Les outils développés pourraient devenir des aides à la navigation (archives).
Photo : Crédit photo Capt. Pascal Rhéaume, Corporations des pilotes du Bas Saint-Laurent
L’objectif est de développer un outil de modélisation et de prévision du déplacement des baleines à partir de la détection de la nourriture.
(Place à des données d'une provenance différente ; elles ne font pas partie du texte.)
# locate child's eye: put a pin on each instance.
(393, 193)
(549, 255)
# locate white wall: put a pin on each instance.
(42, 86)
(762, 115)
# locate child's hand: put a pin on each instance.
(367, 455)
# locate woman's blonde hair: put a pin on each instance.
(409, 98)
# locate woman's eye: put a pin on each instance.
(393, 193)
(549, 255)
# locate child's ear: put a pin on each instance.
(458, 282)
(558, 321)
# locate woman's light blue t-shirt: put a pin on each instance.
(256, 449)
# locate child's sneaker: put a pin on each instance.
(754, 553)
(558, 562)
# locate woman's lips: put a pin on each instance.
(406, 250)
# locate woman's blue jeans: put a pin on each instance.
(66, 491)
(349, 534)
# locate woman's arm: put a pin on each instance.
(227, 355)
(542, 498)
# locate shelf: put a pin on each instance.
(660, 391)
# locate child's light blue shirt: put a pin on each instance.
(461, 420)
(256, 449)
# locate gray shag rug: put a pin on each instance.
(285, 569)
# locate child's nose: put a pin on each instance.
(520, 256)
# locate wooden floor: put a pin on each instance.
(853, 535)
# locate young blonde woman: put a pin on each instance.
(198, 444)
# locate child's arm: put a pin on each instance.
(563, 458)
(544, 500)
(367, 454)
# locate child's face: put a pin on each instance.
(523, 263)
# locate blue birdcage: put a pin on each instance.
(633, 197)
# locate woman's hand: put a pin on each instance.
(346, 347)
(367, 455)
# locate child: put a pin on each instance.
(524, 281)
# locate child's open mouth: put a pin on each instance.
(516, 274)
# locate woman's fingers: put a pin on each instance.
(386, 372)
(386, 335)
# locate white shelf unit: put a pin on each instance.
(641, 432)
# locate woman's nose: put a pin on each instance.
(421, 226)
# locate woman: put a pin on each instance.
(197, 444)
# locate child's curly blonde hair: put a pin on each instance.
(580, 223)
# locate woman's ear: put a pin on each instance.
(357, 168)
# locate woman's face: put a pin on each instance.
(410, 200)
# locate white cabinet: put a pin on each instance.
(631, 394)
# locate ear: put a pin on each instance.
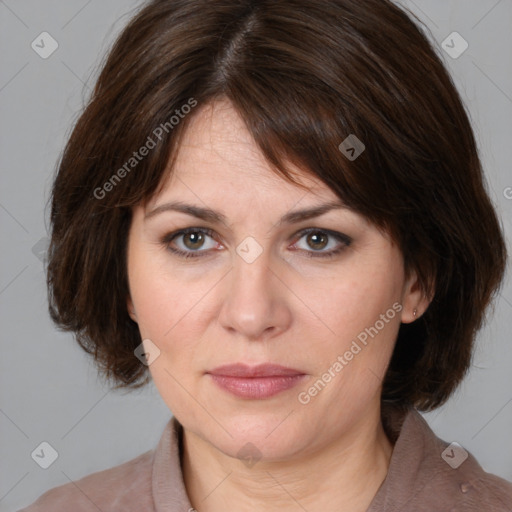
(131, 309)
(414, 300)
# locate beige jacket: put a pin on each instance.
(425, 474)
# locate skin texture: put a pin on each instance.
(285, 308)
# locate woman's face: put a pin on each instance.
(256, 288)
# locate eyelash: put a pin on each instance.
(342, 238)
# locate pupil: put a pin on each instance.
(315, 237)
(195, 243)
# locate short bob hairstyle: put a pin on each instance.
(303, 75)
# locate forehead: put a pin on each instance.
(218, 151)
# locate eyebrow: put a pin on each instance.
(213, 216)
Cet outil de modélisation va s’appuyer d’une part sur des modèles : un modèle océanographique de circulation des courants marins, un modèle de simulation des proies des baleines, calanus, copépodes et phytoplanctons, et également sur la télédétection qui renseigne sur les propriétés de la surface de l’océan
, explique la chargée de projet.
L’outil envisagé par Arctus rassemblera, traitera et diffusera ces données sous forme de cartes sur une plateforme web qui sera destinée à l’industrie des pêches, mais aussi au transport maritime afin qu’ils puissent éviter les secteurs où les baleines pourraient se retrouver.
L’outil transmettra à son utilisateur les probabilités de rencontre avec une ou des baleines sur son parcours.
Ça permettra de soutenir la prise de décisions et les mesures de protection qui pourraient être prises
, précise Mme Dufresne.
Christiane Dufresne explique que le rôle de Merinov, en Gaspésie, sera notamment de faire le pont entre l’équipe de chercheurs et l’industrie des pêches afin que l’outil soit adapté aux besoins des usagers.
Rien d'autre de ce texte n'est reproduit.